Bug #76233 XA prepare is logged ahead of engine prepare
Submitted: 9 Mar 2015 20:10
Reporter: Andrei Elkin Email Updates:
Status: Verified Impact on me:
None 
Category:MySQL Server: Replication Severity:S3 (Non-critical)
Version:5.7.7 OS:Any
Assigned to: CPU Architecture:Any

[9 Mar 2015 20:10] Andrei Elkin
Description:
Fixes to bug11745231 are inaccurate in ordering of two critical to crash-safety operations.
A xa prepared transaction is logged before it was actually prepared in engine.
Therefore in case of a crash after the xa-prepared got logged, the engine may lose
the transaction so at recovery it would be found in binlog but not in engine.
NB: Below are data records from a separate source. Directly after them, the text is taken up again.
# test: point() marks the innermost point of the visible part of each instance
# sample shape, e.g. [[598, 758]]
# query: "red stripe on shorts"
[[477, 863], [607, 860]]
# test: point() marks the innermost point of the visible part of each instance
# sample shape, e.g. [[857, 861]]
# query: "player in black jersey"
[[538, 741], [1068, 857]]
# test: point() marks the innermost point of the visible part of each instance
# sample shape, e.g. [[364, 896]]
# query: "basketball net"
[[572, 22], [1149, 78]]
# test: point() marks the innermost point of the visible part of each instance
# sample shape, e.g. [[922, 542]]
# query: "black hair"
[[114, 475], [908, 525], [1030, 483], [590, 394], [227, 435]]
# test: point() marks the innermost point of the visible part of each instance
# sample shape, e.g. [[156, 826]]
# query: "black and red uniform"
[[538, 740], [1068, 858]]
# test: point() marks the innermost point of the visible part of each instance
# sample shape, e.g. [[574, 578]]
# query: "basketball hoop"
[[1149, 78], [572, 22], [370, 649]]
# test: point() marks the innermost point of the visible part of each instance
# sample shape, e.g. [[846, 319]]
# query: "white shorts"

This case should be fixed with calling engine.prepare() first, and logging afterwards.
A typical crash scenario of

  step 1. XA gets prepared in the engine
  step 2. *Crash*
  step 3. Would be logged, but it never happened.

would lead to engine having prepared trx, but binlog not. That fact should
detected in augmented recovery, similarly how it's done to internal XA.
When the xid event, internal or the user's one, is not found the prepared
transaction is rolled back.
However when the user's xid is found this XA is not yet to commit,
as it has to wait for explicit conclusive query.

How to repeat:
See sources code and run failure simulation to witness improper ordering.

Suggested fix:
Correct ordering.
[11 Mar 2015 11:54] Sven Sandberg
Posted by developer:
 
The scope of this bug is to make each of XA PREPARE, XA COMMIT, and XA ROLLBACK be correctly logged and recovered in case there is a crash. The state of the binary log should agree with the state of the binary log, and this should happen automatically.

There are four sub-tasks:

1. Fix the logging order of XA PREPARE as reported above.
2. Extend Previous_gtids_log_event with a field containing the list of XA identifiers of all transactions that are in xa-prepare state.
3. Implement a recovery routine for XA PREPARE.
4. Implement a recovery routine for XA COMMIT and XA ROLLBACK.
[11 Mar 2015 12:41] Sven Sandberg
Posted by developer:
 
Clarification of execution order:
- XA PREPARE is first prepared in the engine and then written to the binary log
- XA COMMIT is first written to the binary log and then committed in the engine
- XA ROLLBACK is first written to the binary log and then committed in the engine

XA COMMIT and XA ROLLBACK are already executed in this order. We need to change XA PREPARE to execute in this order.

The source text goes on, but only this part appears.